Castor Extractor
The castor-extractor package is a set of command-line tools that connect to your data sources, read metadata only, and write local JSON or CSV files. You upload those files to Catalog when an integration is client managed: Catalog does not connect to your BI tool or warehouse directly. You control credentials, scheduling, and network access on your side.
Developers is the documentation area for engineers automating Catalog; castor-extractor is the installable Python package documented in this section.
When to Use the Extractor
Choose client-managed extraction when Catalog cannot reach your source over the network, or when your security policy requires metadata to leave your environment only as files you send.
Typical cases include:
- BI tools listed as client managed in Quick Set Up (for example during a trial one-time load, or after trial when you schedule daily pushes to a Catalog GCP bucket).
- Warehouses or other sources where you run extraction on your own hosts instead of granting Catalog a persistent connection.
- Custom or generic warehouse CSV flows where you build files yourself and validate them before upload.
If Catalog manages the connection for your technology, configure credentials in Settings > Integrations and Catalog runs extraction. You do not need the extractor for that path.
How Extraction Fits in Catalog Setup
The extractor sits between your systems and Catalog ingestion. Catalog never reads your warehouse or BI tool during client-managed sync; it ingests the files you upload.
In practice, follow this order:
- Install the
castor-extractorpackage and the extra for your source (for example[tableau]or[snowflake]). See Installation below. - Extract metadata with the CLI for your technology (for example
castor-extract-tableau). Output lands in a directory you choose. - Optionally validate warehouse CSV files with File Checker before upload.
- Upload files with
castor-uploadusing your Catalog token and source ID. - Wait for ingestion in Catalog after the upload completes.
Technology-specific credentials, flags, and environment variables are in the BI Tools extraction guides and Warehouse extraction guides.
What Gets Extracted
The package writes structured metadata files to disk. Asset types depend on the source.
Warehouse Assets
Warehouse metadata typically includes:
databasesschemastablescolumnsqueries
Visualization Assets
Visualization metadata typically includes:
dashboardsusersfolders
Knowledge Assets
Knowledge content can come from tools such as Confluence and Notion when you use those extractors.
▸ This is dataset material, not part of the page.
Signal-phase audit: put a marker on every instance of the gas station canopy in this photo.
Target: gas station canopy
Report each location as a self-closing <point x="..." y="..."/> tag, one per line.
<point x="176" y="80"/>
The package also includes utilities to push metadata into Catalog:
- File Checker to validate your Warehouse Importer CSV files before upload
castor-uploadto push extracted files to Google Cloud Storage (GCS) for Catalog ingestion
Before You Begin
- Castor Extractor requires Python 3.10, 3.11, 3.12, or 3.13.
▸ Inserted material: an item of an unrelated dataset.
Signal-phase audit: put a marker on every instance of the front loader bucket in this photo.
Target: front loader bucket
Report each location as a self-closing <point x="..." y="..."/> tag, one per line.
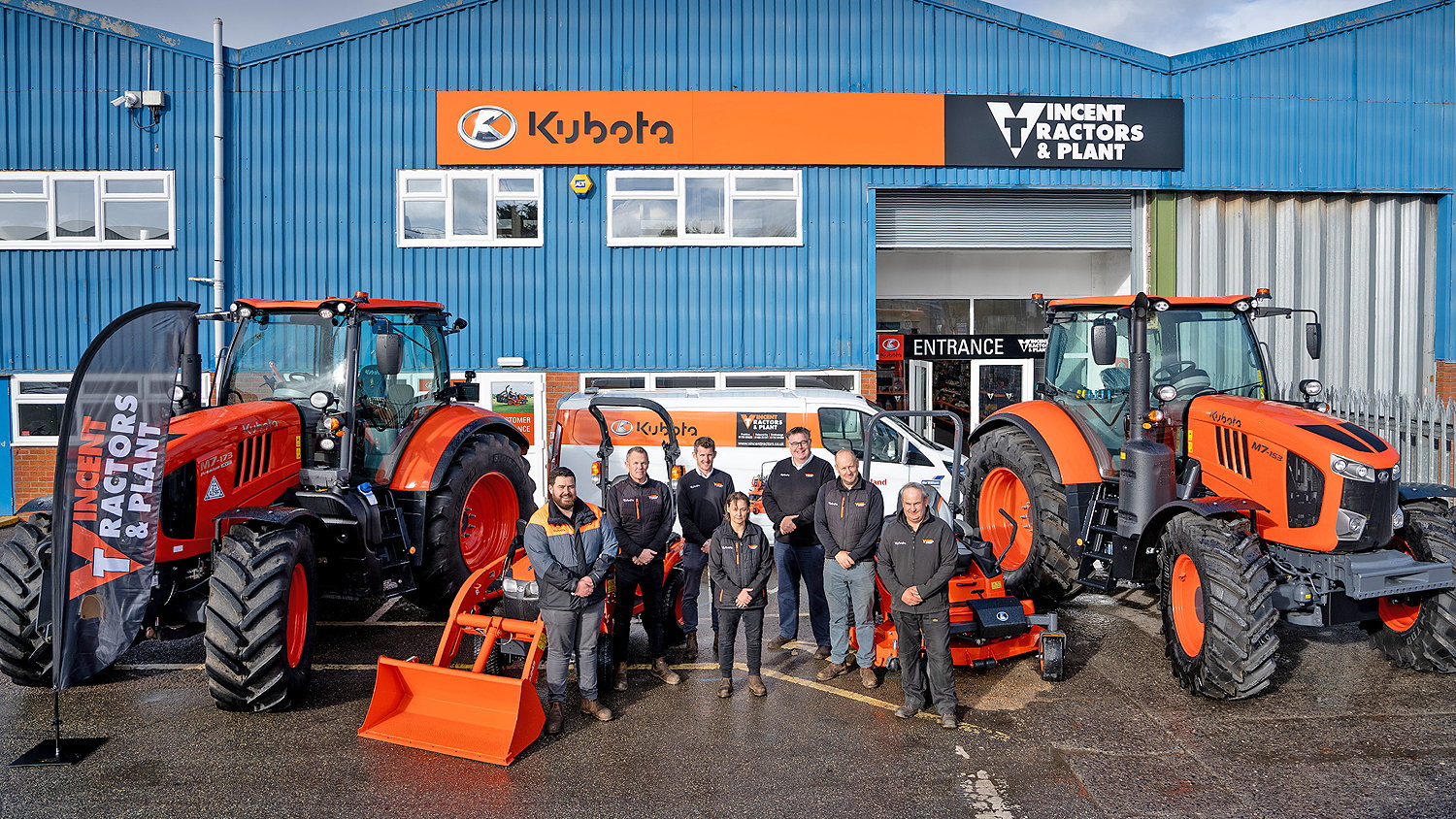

- A source ID from Catalog for the integration you are loading. The upload CLI flag is
--source_id. - A Catalog API token for upload.
Installation
Create an Isolated Environment
We recommend creating an isolated Python environment. The following example uses pyenv:
brew install pyenv pyenv-virtualenv
pyenv install -v 3.11.9
pyenv virtualenv 3.11.9 castor-env
pyenv shell castor-env
python --version # should print 3.11.9
If pyenv shell doesn't work, add the following lines to your shell profile and restart your terminal:
eval "$(pyenv init -)"
eval "$(pyenv init --path)"
eval "$(pyenv virtualenv-init -)"
Install the Package
pip install --upgrade pip
pip install castor-extractor
Most sources need an extra. Install only the ones you use:
pip install castor-extractor[all]
# or only one integration, for example:
pip install castor-extractor[bigquery]
pip install castor-extractor[count]
pip install castor-extractor[databricks]
pip install castor-extractor[glue-athena]
pip install castor-extractor[looker]
pip install castor-extractor[lookerstudio]
pip install castor-extractor[metabase]
pip install castor-extractor[mysql]
pip install castor-extractor[omni]
pip install castor-extractor[powerbi]
pip install castor-extractor[qlik]
pip install castor-extractor[postgres]
pip install castor-extractor[redshift]
pip install castor-extractor[snowflake]
pip install castor-extractor[sqlserver]
pip install castor-extractor[strategy]
pip install castor-extractor[tableau]
Create an Output Directory
mkdir -p /tmp/castor
Example: Extract Tableau Metadata
After you install castor-extractor[tableau], run the Tableau extractor from a terminal. The command writes JSON files under your output directory and prints progress in the log.
castor-extract-tableau \
--username YOUR_TABLEAU_USER \
--password YOUR_TABLEAU_PASSWORD \
--server-url https://YOUR_SITE.online.tableau.com \
--site-id YOUR_SITE_ID \
--output /tmp/castor
Example log output:
INFO - Logging in using user and password authentication
INFO - Signed into https://eu-west-1a.online.tableau.com as user with id ****
INFO - Extracting USER from Tableau API
INFO - Fetching USER
INFO - Querying all users on site
INFO - Wrote output file: /tmp/castor/1649078755-custom_sql_queries.json
INFO - Wrote output file: /tmp/castor/1649078755-summary.json
For PAT sign-in, flags, and environment variables, see Tableau extraction.
1. Extract Metadata
You can either use an extractor or add the files to the directory.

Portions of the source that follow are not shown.